7.- Ved de cuán poco valor son las cosas tras que andamos  y corremos, 

que en este mundo traidor , aun primero que muramos las perdemos; 

dellas deshace la edad, 

dellas casos desastrados que acaescen, 

dellas por su calidad, 

en los más altos estados  desfallescen.

8.- Decidme: la hermosura,  y gentil frescura y tez 

de la cara, 

la color e la blancura,  

cuando viene la vejez,  

¿cuál se para? 

Las mañas e ligereza 

e la fuerza corporal de juventud,  todo se torna graveza 

cuando llega al arrabal 

de senectud.

9.- Pues la sangre de los godos,  y el linaje e la nobleza 

tan crescida, 

¡por cuántas vías e modos  se pierde su gran alteza 

en esta vida! 

Unos, por poco valer, 

por cuán bajos e abatidos  que los tienen; 

otros que, por non tener , con oficios non debidos 

se mantienen.

10.- Los estados e riqueza,  que nos dejen a deshora  ¿quién lo duda? 

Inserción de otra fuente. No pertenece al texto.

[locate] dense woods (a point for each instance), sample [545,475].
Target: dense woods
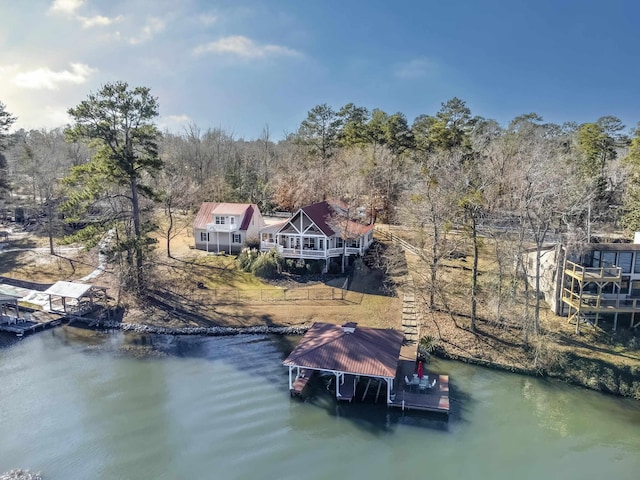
[499,187]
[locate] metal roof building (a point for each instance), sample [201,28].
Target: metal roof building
[348,352]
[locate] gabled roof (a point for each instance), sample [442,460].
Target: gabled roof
[209,209]
[330,222]
[205,215]
[361,350]
[68,289]
[320,213]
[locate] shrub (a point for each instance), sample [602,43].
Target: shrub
[314,267]
[334,268]
[246,258]
[252,243]
[267,265]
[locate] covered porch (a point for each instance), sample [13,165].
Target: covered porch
[9,308]
[349,354]
[75,298]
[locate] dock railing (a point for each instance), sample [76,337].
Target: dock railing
[589,273]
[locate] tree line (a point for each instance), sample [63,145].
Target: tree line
[509,186]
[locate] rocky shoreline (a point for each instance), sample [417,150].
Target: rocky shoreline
[581,372]
[204,331]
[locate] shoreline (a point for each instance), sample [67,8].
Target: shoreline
[592,374]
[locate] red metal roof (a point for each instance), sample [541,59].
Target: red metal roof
[205,215]
[320,213]
[366,351]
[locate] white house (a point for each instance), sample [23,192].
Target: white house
[318,232]
[225,227]
[597,281]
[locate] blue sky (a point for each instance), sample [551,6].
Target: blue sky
[241,65]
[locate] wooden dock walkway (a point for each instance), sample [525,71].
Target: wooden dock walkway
[411,397]
[301,381]
[21,326]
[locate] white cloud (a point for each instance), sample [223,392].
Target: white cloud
[154,25]
[208,19]
[67,7]
[416,68]
[244,47]
[98,20]
[44,78]
[174,122]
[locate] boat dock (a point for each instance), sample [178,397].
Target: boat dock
[430,396]
[301,381]
[29,323]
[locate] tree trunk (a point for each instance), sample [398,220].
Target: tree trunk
[434,264]
[50,227]
[169,229]
[138,232]
[474,275]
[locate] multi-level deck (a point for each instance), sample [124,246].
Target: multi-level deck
[585,303]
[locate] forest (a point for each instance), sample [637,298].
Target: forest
[455,179]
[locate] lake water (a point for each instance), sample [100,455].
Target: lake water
[79,405]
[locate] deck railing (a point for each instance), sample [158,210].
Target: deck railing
[592,272]
[590,300]
[308,252]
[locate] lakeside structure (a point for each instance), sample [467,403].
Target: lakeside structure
[354,356]
[321,231]
[67,302]
[591,283]
[226,227]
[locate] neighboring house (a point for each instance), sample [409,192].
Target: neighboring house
[318,232]
[225,227]
[602,281]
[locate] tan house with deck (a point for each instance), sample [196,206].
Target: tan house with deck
[225,227]
[320,231]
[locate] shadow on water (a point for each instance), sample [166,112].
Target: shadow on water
[261,356]
[373,418]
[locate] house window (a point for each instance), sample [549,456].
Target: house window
[608,259]
[624,286]
[624,261]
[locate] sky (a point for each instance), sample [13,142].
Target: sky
[244,65]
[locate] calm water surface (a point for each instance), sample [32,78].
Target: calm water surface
[79,405]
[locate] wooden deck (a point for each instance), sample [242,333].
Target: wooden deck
[23,326]
[411,397]
[301,382]
[348,388]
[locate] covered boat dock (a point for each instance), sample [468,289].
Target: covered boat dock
[359,356]
[74,298]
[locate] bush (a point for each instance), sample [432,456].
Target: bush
[297,267]
[267,265]
[335,268]
[252,243]
[246,258]
[314,267]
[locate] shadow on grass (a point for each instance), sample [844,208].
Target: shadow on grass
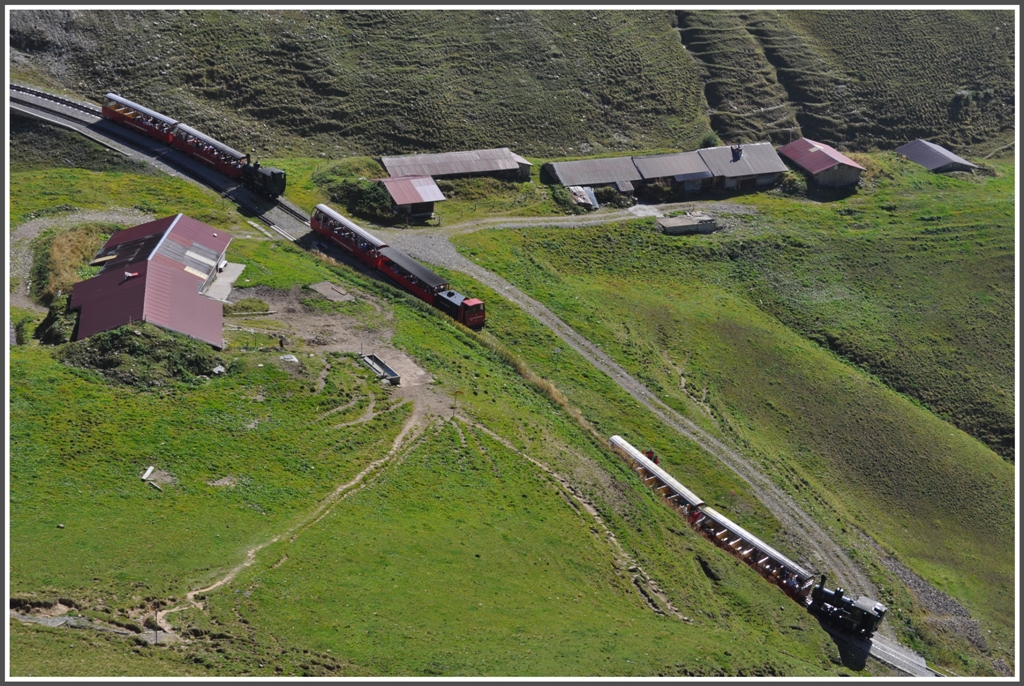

non les pidamos firmeza  pues que son de una señora  que se muda, 

que bienes son de Fortuna  que revuelve con su rueda  presurosa, 

la cual non puede ser una  ni estar estable ni queda  en una cosa.

11.- Pero digo que acompañen  e lleguen fasta la fuesa 

con su dueño, 

por eso non nos engañen,  pues se va la vida apriesa  como sueño. 

E los deleites de acá 

son, en que nos deleitamos,  temporales, 

e los tormentos de allá, 

que por ellos esperamos,  eternales.

12.- Los placeres e duIzores  desta vida trabajada 

que tenemos, 

non son sino corredores, e la muerte, la celada 

en que caemos. 

Non mirando a nuestro daño,  corremos a rienda suelta sin parar ; 

desque vemos el engaño e queremos dar la vuelta no hay lugar.

13.- Si fuese en nuestro poder hacer la cara hermosa  corporal, 

como podemos hacer 

el alma tan gloriosa,  

angelical, 

¡qué diligencia tan viva  toviéramos toda hora 

e tan presta, 

en componer la cativa,  dejándonos la señora  

descompuesta!

14.- Esos reyes poderosos  que vemos por escripturas  ya pasadas, 

con casos tristes, llorosos,  fueron sus buenas venturas  trastornadas ; 

así que no hay cosa fuerte, que a papas y emperadores  e perlados, 

así los trata la muerte  como a pobres pastores de ganados.

15.- Dejemos a los troyanos, que sus males non los vimos,  ni sus glorias; 

dejemos a los romanos,  aunque oímos e leímos sus hestorias, 

non curemos de saber 

lo de aquel siglo pasado  qué fué dello ; 

vengamos a lo de ayer,  que también es olvidado  como aquello.

16.- ¿Qué se hizo el rey don Joan?  Los Infantes de Aragón, 

¿qué se hicieron? 

¿Qué fué de tanto galán, 

qué de tanta invinción 

que trujeron? 

¿Fueron sino devaneos? 

¿Qué fueron sino verduras 

de las eras, 

las justas e los torneos, 

paramentos, bordaduras 

e cimeras?

17.- ¿Qué se hicieron las damas,  sus tocados e vestidos, 

sus olores? 

¿Qué se hicieron las llamas  de los fuegos encendidos, de amadores? 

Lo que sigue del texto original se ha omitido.